To improve quality, Advocate Good Samaritan Hospital President David Fox places a premium on measurement.
By Jeff Elliott
David Fox, president of the Downers Grove, Ill.-based Advocate Good Samaritan Hospital, carries a yardstick wherever he goes. “You can’t improve what you don‘t measure,” he says.
The yardstick illustrates a management philosophy he adopted from his mentor, Jim Anderson, founding CEO of Central DuPage Hospital: Set performance goals for individuals that are rooted in the organization’s goals, such as clinical outcomes and patient satisfaction.
- Located in Downers Grove, Ill.
- 340 beds
- 2,500 employees
- 851 physicians
Mission statement: “The mission of Advocate Health Care is to serve the health needs of individuals, families and communities through a holistic philosophy rooted in our fundamental understanding of human beings as created in the image of God.”
Recent awards: 2007 Lincoln Foundation for Performance Excellence Silver Award for “Progress Towards Excellence”
More important, measure those goals and report on them continually—even in real time, if possible. That way, individuals are extremely clear on how they’re doing in relation to their goals throughout the year, Fox says. “If we are lacking in a certain area, it allows us to close a gap in performance much earlier in the year.”
He's so convinced of the value of performance metrics that his own achievements relative to his organizational goals are available for the entire management team to view on a proprietary company web site.
Along with his fixation on measurable objectives, Fox also has an inherent desire to make sure those he comes in contact with—whether staff, physicians, or patients—are highly satisfied. As an example, Fox has a goal of ensuring that employee satisfaction ranks in the 80th percentile based on Morehead Associates' employee relations surveys.
How is he doing? “We are in the 90th percentile in employee satisfaction according to the most recent survey,” he says.
However, performance metrics also have called him to task at times.

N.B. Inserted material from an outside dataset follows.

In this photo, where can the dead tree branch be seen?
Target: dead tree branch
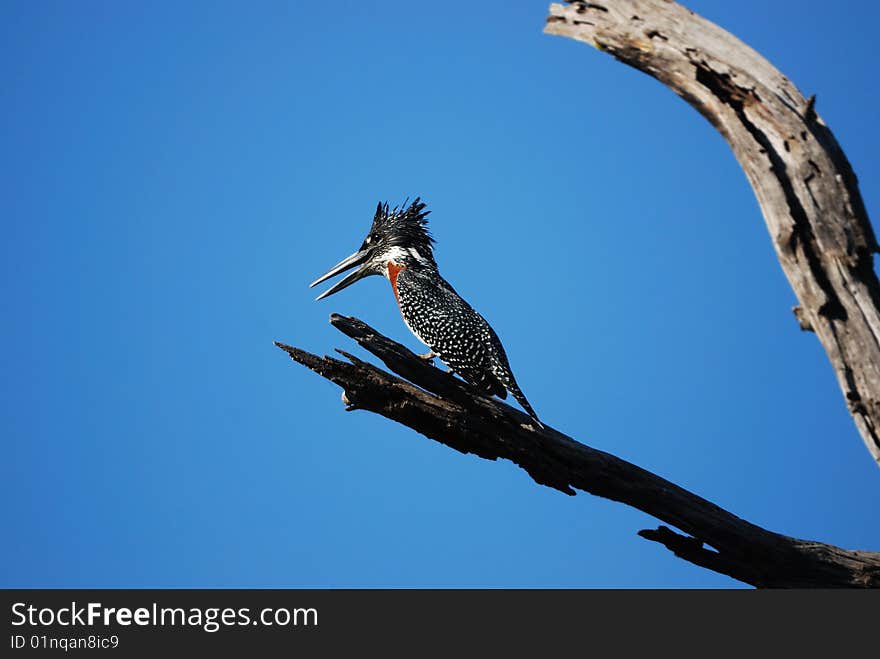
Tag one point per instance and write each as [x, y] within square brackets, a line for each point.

When his organization became involved with a couple of very complex performance award applications that took several months to complete, he noticed that patient satisfaction scores were beginning to slip.
“We allowed ourselves to take our eyes off the ball,” he says. “The lesson I took from this is that even when you must focus more intently on one area, you can‘t simply disregard other important areas. You need to sustain a high level of performance across the board.”

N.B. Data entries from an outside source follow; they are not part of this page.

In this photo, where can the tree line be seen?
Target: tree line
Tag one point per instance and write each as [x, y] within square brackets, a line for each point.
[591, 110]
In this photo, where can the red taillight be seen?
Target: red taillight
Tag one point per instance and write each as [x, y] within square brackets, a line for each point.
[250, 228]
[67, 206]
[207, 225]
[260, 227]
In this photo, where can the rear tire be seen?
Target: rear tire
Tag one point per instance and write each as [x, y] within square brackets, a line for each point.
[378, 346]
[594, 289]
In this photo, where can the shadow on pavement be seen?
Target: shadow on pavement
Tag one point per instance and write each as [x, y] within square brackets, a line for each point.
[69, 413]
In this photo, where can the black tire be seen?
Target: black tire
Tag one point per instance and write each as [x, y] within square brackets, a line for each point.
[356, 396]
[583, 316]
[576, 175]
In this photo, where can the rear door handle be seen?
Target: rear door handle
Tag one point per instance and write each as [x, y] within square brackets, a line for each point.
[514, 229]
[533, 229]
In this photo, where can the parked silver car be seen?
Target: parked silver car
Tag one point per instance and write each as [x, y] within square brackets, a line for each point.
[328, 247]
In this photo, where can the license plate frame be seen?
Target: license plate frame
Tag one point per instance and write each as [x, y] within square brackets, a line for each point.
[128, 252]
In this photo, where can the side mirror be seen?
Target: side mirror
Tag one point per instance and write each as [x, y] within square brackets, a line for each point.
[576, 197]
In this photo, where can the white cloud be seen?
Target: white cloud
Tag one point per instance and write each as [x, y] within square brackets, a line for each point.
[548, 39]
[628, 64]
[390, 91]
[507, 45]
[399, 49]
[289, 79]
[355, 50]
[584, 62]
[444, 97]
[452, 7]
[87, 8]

Fox has been a healthcare executive his entire career, first earning a graduate degree from the University of Chicago in healthcare management then working his way up the executive ladder, becoming president of Central DuPage hospital in 1997. He left Central DuPage to join Advocate Good Samaritan in 2003. As the son of a Chicago-area general surgeon, however, Fox has never let his mission as an executive dilute the reason he entered health care in the first place: to make a difference in people's lives.
“We are first and foremost a clinical enterprise,” he says. “I am extremely proud of the clinical results we generate at Good Samaritan Hospital.”